The Trump administration announced in late 2018 it would end certain limits on blending higher concentrations of ethanol with gasoline. The process of putting that into practice is in the hands of the Environmental Protection Agency (EPA) which faces a May 2019 deadline to complete that work. Amid speculation the government shutdown slowed the process, EPA subsequently said in a Reuters report that the rule would be completed in time for the summer driving season. 

If that occurs, the days of fuel-dispensing outlets that offer E15 changing-out labels that state the fuel is safe for vehicles manufactured in 2001 or later (temporarily replacing them with labels about the summer-time E15 prohibition) might soon be over.

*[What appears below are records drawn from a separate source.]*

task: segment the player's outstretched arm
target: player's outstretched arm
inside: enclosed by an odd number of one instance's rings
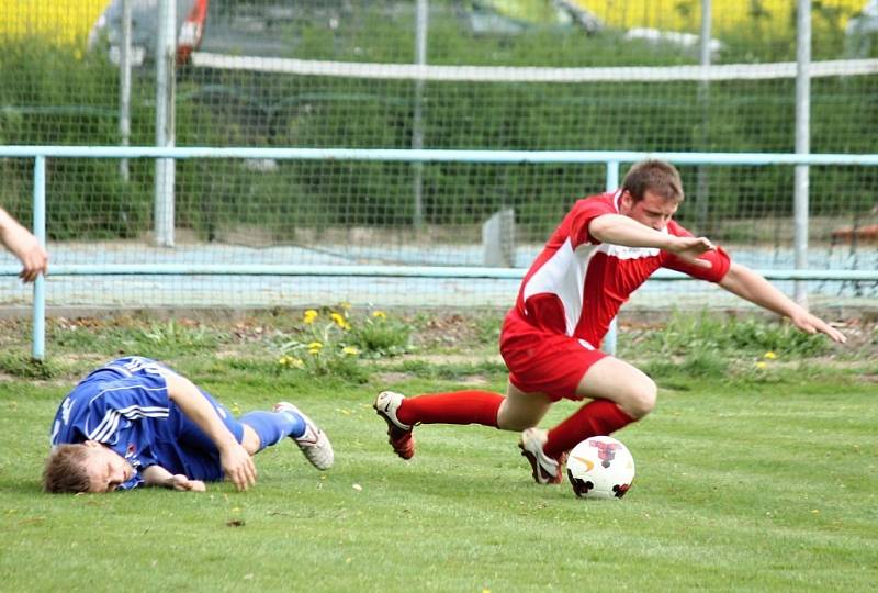
[[[588,233],[603,243],[664,249],[701,268],[710,268],[711,264],[697,259],[698,256],[716,249],[706,237],[678,237],[662,233],[621,214],[597,216],[588,225]]]
[[[33,282],[48,269],[48,255],[30,231],[0,208],[0,243],[21,260],[22,270],[19,278]]]
[[[176,372],[162,372],[168,385],[168,398],[180,406],[189,419],[213,440],[219,450],[219,461],[226,478],[238,490],[247,490],[256,484],[256,466],[250,455],[219,419],[214,407],[201,394],[192,381]]]
[[[830,324],[812,315],[801,305],[777,290],[768,280],[746,266],[732,262],[720,286],[729,292],[757,304],[778,315],[785,315],[802,332],[826,334],[831,339],[844,344],[847,338]]]
[[[149,466],[140,472],[148,486],[161,486],[180,492],[206,492],[207,486],[201,480],[190,480],[182,473],[173,474],[161,466]]]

In 2011, EPA approved E15 for use in light-duty conventional vehicles of model year 2001 and newer, through a Clean Air Act waiver request, based on significant testing and research funded by the U.S. Department of Energy. The EPA’s position had been that summertime use of E15 puts more emissions into the atmosphere than smog-regulations permit. Ethanol producers disagree with this assessment.

Demand for E15

Fuel-dispensing outlets are likely assessing how much more demand there might be for E15 on a year-round basis. The U.S. Department of Energy states E15 is not widely available; sold at more than 1,400 stations in 29 states. But an interesting article on this topic appeared in American Agriculturalist, which noted in part that “…retailers are seeing higher demand for E15 when it is added as a choice. Having the Trump administration make the move to make it a year-round fuel could open the door to more sales, too…”
Stations are not required to sell E15, but some have started offering E15 due to equipment grants and better profit margins when compared with regular gasoline. Consumer education about the differences between E10 and E15 will almost certainly increase over time. An article in Axle Addict  gives E15 an edge with emissions, improved fuel economy, and engine performance. “And even though E15 has higher octane than E10, it normally costs less per gallon.”